May 25, 2022

Based on the principle of intelligence you subscribe to, reaching human-level AI requires a system that can use multiple modalities—such as sound, image, and text—about the world. For example, when displaying an image of an overturned truck and a police car on an icy highway, human-scale artificial intelligence can deduce that dangerous road conditions were the cause of the accident. Or, working on robots, when asked to take a can of soda from the refrigerator, they can move among people, furniture and pets and keep it within reach of the applicator.

Today’s AI is small. But new research points to encouraging progress, from robots that can design steps to follow basic commands (like “bring a bottle of water”) to text-based systems that learn from explanation. In this updated edition of Deep Science, our weekly series on the latest advances in artificial intelligence and the wider scientific field, we build on the work of DeepMind, Google, and OpenAI on the systems that make up the world, if not the world. – Be able to understand – Solve small problems like drawing pictures with impressive power.
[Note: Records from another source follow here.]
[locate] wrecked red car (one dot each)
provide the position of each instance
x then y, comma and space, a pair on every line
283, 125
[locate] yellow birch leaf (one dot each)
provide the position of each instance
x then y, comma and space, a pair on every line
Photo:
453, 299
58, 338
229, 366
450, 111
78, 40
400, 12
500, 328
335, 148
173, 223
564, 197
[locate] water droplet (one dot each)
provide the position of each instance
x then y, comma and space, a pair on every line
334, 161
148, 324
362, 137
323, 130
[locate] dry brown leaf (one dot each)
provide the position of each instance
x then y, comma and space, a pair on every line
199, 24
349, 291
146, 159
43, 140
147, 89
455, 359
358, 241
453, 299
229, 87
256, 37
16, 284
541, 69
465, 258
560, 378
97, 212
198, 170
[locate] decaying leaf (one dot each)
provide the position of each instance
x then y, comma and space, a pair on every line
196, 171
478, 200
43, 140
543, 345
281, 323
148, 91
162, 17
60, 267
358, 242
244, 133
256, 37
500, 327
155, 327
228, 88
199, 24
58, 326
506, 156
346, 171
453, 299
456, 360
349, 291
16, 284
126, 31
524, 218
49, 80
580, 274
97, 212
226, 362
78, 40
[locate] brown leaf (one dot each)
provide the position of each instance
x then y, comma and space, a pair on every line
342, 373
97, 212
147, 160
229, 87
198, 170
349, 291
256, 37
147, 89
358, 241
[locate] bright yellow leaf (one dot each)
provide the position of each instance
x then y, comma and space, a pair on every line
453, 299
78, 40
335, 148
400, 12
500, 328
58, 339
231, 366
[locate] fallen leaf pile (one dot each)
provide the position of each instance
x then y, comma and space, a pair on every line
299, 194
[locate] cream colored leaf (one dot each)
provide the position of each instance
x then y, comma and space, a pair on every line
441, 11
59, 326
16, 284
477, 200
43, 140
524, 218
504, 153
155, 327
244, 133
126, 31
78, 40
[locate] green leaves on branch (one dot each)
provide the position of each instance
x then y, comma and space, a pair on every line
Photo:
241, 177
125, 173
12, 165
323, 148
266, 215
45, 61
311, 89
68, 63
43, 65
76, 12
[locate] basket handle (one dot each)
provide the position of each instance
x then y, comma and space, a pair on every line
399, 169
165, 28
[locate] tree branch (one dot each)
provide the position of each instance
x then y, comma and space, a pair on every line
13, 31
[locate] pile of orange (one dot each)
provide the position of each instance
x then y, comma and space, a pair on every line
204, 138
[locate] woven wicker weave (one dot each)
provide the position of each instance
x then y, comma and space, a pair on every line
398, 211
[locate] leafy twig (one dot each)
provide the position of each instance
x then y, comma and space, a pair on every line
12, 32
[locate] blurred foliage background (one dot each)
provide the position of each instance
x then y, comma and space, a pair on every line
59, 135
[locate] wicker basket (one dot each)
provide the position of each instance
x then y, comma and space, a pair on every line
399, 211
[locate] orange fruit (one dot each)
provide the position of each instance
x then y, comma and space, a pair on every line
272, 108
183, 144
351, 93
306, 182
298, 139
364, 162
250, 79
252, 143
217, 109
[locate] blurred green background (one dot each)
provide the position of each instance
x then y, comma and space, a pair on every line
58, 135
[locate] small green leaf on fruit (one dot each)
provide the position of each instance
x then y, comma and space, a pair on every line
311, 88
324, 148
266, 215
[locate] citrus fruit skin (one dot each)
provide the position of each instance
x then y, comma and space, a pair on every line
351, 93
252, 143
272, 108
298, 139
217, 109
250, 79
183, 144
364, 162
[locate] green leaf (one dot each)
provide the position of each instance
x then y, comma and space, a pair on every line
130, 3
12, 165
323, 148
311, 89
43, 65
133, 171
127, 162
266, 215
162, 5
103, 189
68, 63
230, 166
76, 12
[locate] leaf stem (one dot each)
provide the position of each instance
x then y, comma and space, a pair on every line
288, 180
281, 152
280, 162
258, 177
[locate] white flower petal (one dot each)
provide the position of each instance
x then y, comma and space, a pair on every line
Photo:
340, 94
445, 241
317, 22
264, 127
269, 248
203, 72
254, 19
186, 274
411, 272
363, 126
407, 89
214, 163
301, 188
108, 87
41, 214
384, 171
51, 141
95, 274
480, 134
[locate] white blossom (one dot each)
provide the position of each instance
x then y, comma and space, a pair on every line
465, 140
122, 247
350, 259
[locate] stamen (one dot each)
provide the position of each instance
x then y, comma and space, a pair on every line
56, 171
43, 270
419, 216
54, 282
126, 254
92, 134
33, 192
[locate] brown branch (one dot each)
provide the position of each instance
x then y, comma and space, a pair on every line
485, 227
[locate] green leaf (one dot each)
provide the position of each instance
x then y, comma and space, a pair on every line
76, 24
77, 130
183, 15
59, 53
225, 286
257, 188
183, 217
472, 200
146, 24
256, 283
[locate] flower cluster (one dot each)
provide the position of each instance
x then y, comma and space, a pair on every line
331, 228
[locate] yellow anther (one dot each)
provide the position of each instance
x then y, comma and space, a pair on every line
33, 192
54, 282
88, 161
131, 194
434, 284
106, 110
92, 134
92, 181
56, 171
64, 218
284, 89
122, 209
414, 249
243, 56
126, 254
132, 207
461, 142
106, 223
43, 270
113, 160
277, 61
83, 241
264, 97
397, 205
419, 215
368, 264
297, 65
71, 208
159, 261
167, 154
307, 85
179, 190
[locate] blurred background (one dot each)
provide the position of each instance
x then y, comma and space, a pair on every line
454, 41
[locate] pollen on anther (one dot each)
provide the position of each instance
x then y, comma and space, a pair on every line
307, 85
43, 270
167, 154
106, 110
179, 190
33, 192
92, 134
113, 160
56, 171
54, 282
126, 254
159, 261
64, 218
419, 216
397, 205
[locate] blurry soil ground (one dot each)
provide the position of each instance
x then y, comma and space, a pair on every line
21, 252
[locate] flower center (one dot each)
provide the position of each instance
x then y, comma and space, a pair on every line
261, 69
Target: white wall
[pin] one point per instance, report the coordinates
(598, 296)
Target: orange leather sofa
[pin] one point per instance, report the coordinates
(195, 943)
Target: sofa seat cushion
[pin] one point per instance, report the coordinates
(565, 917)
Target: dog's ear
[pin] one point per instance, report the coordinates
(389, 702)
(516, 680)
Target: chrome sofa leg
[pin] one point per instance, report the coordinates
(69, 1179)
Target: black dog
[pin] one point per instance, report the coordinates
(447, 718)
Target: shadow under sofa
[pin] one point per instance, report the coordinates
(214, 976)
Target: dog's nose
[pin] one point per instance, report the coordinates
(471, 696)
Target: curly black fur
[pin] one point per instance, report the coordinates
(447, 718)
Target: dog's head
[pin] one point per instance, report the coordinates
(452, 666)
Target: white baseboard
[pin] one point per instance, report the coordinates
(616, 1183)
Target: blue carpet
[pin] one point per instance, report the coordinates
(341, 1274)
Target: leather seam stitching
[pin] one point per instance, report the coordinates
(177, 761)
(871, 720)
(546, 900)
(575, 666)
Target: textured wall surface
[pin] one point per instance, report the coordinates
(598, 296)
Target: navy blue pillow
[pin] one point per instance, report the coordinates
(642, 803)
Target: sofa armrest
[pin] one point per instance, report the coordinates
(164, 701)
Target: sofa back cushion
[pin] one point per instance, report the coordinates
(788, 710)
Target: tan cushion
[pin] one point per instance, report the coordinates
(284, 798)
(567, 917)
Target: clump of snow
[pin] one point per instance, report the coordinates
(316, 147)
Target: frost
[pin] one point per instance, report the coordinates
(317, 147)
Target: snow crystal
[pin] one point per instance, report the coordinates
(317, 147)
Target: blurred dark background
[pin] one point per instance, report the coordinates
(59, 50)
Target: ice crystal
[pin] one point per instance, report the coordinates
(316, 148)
AI Research Lab An enhancement of OpenAI’s DALL-E, DALL-E 2 is arguably the most influential project to emerge from the AI ​​Research Lab. As my colleague Devin Koldavi writes, DALL-E 2 goes even further, and the original DALL-E showed a remarkable ability to create images that fit almost any sign (for example, “dog in a beret”). The images it creates are much more detailed, and the DALL-E 2 can intelligently transform a specific area of ​​an image, such as inserting a table into an image of a marble floor filled with appropriate reflections.


An example of the types of images that DALL-E 2 can generate.

DALL-E 2 has attracted the most attention this week. But on Thursday, Google researchers described an equally impressive visual comprehension system called Visually-Driven Prosody for Text-to-Speech — VDTTS — in a post published on the Google AI blog. VDTTS can reproduce realistic-sounding lip-synced speech using only text and video frames of the person speaking.

The speech generated by VDTTS, while not a perfect replacement for recorded dialogue, is still quite good, with human facial expressions and timing. Google sees that one day it will be used in the studio to replace the original sound that may have been recorded in noisy environments.

Visual understanding is, of course, only one step towards a more capable AI. Another component is language comprehension, which lags behind in many ways, even aside from the well-documented issues of toxicity and AI bias. An obvious example: Google’s complex system, the Pathway Language Model (PaLM), leaked 40% of the data used to “train” it, according to the paper, causing PaLM to place copyright notices in code snippets. text for.

Luckily, DeepMind, the AI ​​lab backed by Alphabet, was one of the first to discover ways to combat this. In a new study, DeepMind researchers are exploring whether AI language systems that learn to generate text from multiple instances of existing text (thought books and social networks) could benefit from providing Explanation those lessons. After explaining dozens of language tasks (e.g., “answer these questions by determining if the second sentence is an appropriate paraphrase of the first, allegorical sentence”) with an explanation (e.g., “David’s eyes are a literal dagger”) No, this is a metaphor that meant, that David was looking at Paul.”) And by looking at the performance of various systems on them, the DeepMind team found that the examples actually improved system performance.

If the DeepMind approach is successful in the academic community, it could one day be applied to robotics and become the building blocks of a robot capable of handling vague requests (like ‘take out the trash’ without step-by-step instructions).” ) can be understood. Google’s new project Do What I Can, Not What I Say offers a glimpse into this future, albeit with significant limitations.

Thanks to the collaboration between Robotics at Google and the Everyday Robotics team at Alphabet X Lab, I can, to the best of my knowledge, propose tasks that are “doable” and “contextually appropriate” for the AI ​​language system. The robot gave the task. The robot serves as the “hands and eyes” of the language system, while the system provides high-level semantic knowledge about the task – the theory is that the language system encodes a lot of knowledge useful to the robot.

google robotics

image credit: robotics on google

A system called SayCan chooses which skill the robot should perform in response to a command, taking into account (1) the likelihood that a particular skill will be useful, and (2) the ability to successfully perform that skill. For example, if someone says, “I spilled a Coke, could you bring me something to clean it up?” SayCan can instruct the robot to find the sponge, take the sponge and go to the person who asked for it. .

SayCan Robotics is limited by hardware – the research team observed the robot they chose to experiment with more than once and accidentally dropped items. However, the work of DALL-E2 and DeepMind on understanding context shows how AI systems combined can bring us closer to one. jetson type Future.

Leave a Reply

Your email address will not be published.